Monday, Jun. 18, 1956
Married. Sonja Henie, 43, Norwegian-born ice skater and sometime cinemactress (Sun Valley Serenade); and Niels Onstad, 46, wealthy Norwegian shipping executive; she for the third time, he for the second; in Manhattan.
Divorced. Gene Nelson (real name: Eugene Berg), 36, nimble-footed actor of stage (Lend an Ear) and screen (Oklahoma!); by Miriam Franklin Nelson, 32; after 13 years of marriage, three of separation, one child; in Los Angeles.
Died. Margaret Thompson Biddle, 59, Montana-born mining heiress, ex-wife of wealthy Soldier-Diplomat Anthony J. Drexel Biddle Jr., grande dame of American society in Paris since World War II, sometime authoress (Women' of England) and Paris newshen (Realties, farflung columnist for Woman's Home Companion); of a cerebral hemorrhage; in Paris.
Died. Fletcher Pratt, 59, bearded, gnome-like military-affairs expert, prolific writer (The Marines' War, Empire and the Sea, Secret and Urgent), onetime newspaperman, military librarian, and military analyst for TIME; of cancer; at Long Branch, N.J. Born into a military family, Pratt also indulged in such encyclopedic interests as raising marmosets, cracking codes, inventing war games.
Died. Admiral Charles Turner Joy, U.S.N., ret., 61. chief U.N. negotiator of the Korean War truce talks at Panmunjom from July 1951 to May 1952, onetime (1949-52) commander of U.S. Naval Forces in the Far East, 37th superintendent (1952-54) of the U.S. Naval Academy at Annapolis, author (How Communists Negotiate); of leukemia: in San Diego. To Admiral Joy, the three-year Korean conflict was a tragic "holy war" which the U.N., by failing to press its advantages, lost to the Communists.
Died. William Edward Leahy, 69, Washington lawyer and civic leader, longtime (since 1932) president of Washington's Columbus University Law School, sometime (1925, 1947) special assistant to U.S. attorney generals; of a heart attack; in Washington. Leahy's clients included: Bigtime Mobsters Al Capone and Dutch Schultz, Federal Judge Martin T. Manton,
Boston's ex-Mayor James Michael Curley, the United Mine Workers, the American Medical Association, the Chinese Nationalist government.
Died. Marie Laurencin, 72, topflight French modernist painter, famed for her wispy, pastel-toned portraits of doe-eyed young girls in diaphanous gowns; of a heart attack; in Paris. Prim, red-haired Painter Laurencin tried three times to enter Paris' famed Ecole des Beaux Arts, was coldly blocked. Critics labeled her early work "decadent" and "ugly." After World War I, she changed her style, was later described as the only considerable figure who painted like a woman. ("Why should I paint dead fish, onions and beer glasses? Girls are so much prettier.")
Died. Margaret Wycherly, 74, veteran British-born actress of stage (Jane Clegg, Tobacco Road) and screen (Sergeant York); in Manhattan.

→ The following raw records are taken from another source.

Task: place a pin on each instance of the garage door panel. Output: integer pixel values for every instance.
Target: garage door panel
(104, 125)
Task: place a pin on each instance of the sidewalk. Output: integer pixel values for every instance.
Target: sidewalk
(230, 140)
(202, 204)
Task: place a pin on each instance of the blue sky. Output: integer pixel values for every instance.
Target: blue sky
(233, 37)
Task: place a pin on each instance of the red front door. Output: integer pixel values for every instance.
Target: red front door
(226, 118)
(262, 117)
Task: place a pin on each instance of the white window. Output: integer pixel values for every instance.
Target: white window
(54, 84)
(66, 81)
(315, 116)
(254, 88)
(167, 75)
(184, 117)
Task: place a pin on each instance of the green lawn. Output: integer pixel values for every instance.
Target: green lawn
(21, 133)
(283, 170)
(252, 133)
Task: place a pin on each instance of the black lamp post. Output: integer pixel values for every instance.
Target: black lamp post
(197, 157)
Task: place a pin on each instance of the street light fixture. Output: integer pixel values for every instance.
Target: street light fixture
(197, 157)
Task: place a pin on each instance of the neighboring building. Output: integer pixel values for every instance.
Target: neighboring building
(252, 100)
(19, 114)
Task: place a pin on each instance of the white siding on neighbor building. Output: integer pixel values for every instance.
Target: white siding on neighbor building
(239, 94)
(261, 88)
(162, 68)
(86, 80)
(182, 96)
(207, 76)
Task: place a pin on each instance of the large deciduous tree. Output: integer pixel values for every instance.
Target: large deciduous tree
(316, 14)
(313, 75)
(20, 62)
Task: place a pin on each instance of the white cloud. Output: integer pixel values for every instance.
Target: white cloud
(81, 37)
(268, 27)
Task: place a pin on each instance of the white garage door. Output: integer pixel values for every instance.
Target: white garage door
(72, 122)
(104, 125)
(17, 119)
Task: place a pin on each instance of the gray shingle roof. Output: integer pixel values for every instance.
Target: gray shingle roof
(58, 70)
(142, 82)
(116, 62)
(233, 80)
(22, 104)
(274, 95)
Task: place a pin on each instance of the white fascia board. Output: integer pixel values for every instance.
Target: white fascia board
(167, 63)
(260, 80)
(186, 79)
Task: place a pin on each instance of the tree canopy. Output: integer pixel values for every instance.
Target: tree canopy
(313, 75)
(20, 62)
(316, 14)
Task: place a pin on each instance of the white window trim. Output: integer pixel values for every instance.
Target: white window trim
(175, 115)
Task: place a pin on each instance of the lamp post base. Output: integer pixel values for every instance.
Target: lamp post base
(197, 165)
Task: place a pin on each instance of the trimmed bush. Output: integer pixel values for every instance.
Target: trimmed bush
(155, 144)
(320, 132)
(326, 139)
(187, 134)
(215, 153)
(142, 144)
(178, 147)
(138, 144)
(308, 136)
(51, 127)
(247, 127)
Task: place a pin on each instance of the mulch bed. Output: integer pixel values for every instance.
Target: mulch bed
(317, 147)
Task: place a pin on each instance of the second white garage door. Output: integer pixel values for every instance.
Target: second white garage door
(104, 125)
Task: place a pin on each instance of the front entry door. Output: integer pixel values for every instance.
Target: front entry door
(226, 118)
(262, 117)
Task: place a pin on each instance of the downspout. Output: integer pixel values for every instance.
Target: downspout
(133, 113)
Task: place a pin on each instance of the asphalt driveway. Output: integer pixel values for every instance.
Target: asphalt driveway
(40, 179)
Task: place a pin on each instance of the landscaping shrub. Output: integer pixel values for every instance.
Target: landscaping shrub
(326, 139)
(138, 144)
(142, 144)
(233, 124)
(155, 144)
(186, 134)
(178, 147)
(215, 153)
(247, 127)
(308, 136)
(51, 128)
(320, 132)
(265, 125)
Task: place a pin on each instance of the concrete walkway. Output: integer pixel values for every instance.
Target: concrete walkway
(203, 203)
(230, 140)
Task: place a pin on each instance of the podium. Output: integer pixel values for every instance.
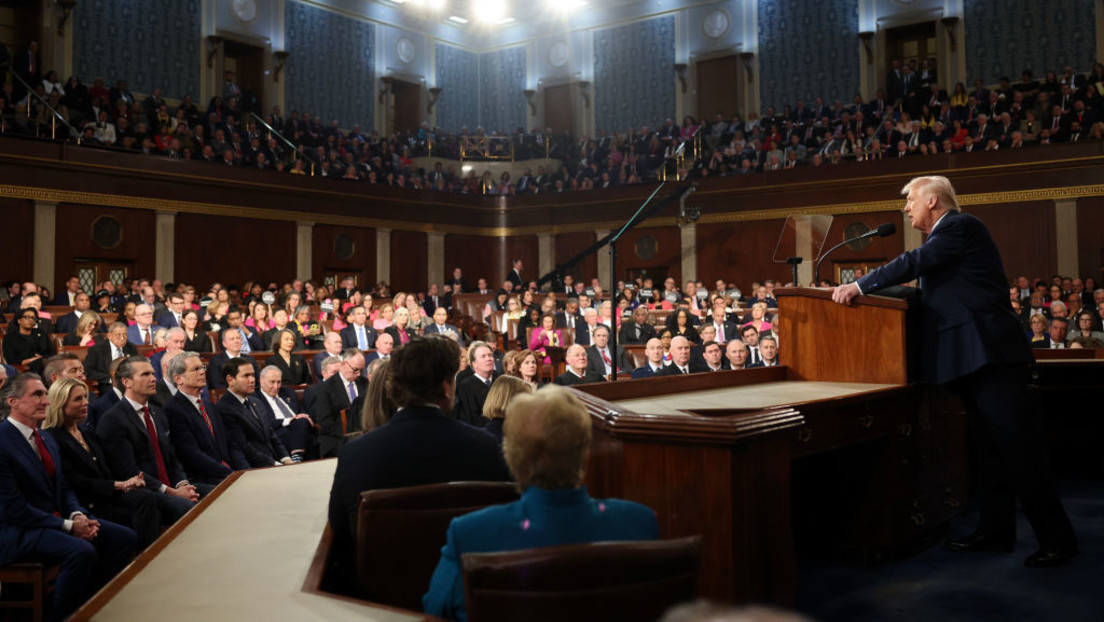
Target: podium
(725, 454)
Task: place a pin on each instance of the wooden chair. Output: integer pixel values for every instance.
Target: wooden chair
(400, 533)
(41, 579)
(608, 581)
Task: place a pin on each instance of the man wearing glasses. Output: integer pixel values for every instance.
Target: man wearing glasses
(343, 391)
(199, 435)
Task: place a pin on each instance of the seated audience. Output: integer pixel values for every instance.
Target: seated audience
(547, 440)
(41, 518)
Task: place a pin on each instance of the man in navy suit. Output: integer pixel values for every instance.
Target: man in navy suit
(358, 334)
(654, 351)
(421, 444)
(199, 434)
(547, 440)
(40, 516)
(242, 413)
(974, 341)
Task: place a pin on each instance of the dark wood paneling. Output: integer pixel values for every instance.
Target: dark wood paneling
(17, 239)
(520, 248)
(324, 260)
(1026, 235)
(74, 239)
(478, 257)
(232, 250)
(667, 260)
(740, 252)
(570, 244)
(407, 261)
(1091, 238)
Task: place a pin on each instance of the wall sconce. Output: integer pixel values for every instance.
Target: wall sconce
(529, 97)
(951, 24)
(866, 38)
(385, 81)
(215, 42)
(746, 58)
(434, 93)
(680, 70)
(280, 61)
(66, 7)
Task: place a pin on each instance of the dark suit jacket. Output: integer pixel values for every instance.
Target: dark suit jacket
(29, 499)
(215, 379)
(349, 337)
(968, 322)
(98, 360)
(418, 445)
(633, 333)
(252, 431)
(332, 398)
(205, 457)
(569, 378)
(470, 394)
(129, 450)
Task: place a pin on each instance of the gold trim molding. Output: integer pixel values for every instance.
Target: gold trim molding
(263, 213)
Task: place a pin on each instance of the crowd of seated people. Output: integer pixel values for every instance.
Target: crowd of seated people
(915, 115)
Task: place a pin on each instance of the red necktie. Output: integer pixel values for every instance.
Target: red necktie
(208, 421)
(162, 473)
(48, 461)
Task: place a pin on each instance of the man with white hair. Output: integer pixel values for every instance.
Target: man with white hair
(577, 371)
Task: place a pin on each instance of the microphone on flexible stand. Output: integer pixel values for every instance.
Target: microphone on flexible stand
(880, 231)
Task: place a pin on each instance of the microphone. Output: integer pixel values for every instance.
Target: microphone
(880, 231)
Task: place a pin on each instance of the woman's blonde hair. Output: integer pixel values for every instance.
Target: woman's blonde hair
(59, 394)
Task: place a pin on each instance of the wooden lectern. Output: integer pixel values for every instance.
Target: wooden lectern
(714, 454)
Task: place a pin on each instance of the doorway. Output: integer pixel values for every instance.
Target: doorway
(409, 109)
(247, 62)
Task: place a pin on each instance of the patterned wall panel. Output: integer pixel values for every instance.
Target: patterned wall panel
(117, 39)
(330, 72)
(996, 32)
(634, 80)
(807, 48)
(501, 83)
(458, 77)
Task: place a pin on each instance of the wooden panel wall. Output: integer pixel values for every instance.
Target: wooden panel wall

Died. Hiram Bingham, 80, onetime (1924-33) Republican Senator from Connecticut, head (1951-53) of the U.S. Government's Loyalty Review Board (to which he was appointed by Harry Truman to counter Republican charges that the Administration was harboring disloyal employees), World War I aviator, history teacher (at Yale, Princeton, Harvard, Johns Hopkins), explorer-author (Lost City of the Incas) and biographer (Elihu Yale--The American Nabob of Queen Square); after long illness; in Washington. Tall (6 ft. 4 in.), scholarly Hiram Bingham was one of four legislators censured by the U.S. Senate in its 167-year history (the others: South Carolina's John L. McLaurin and Benjamin ("Pitchfork Ben") Tillman, 1902; Wisconsin's Senator Joe McCarthy, 1954). In 1929 he brought (as his aide) a Connecticut manufacturers' lobbyist into a closed session of the Senate Finance Committee which was considering a tariff bill of special interest to manufacturers. But politics was never his true province. An irrepressible adventurer, Honolulu-born Hiram Bingham led the first ascent of the Andes' Coropuna (21.700 ft.), discovered the famed Andean ruins of Machu Picchu. "Senators," he once said, "I understand not at all. I understand so much better the ethics and morals of explorers."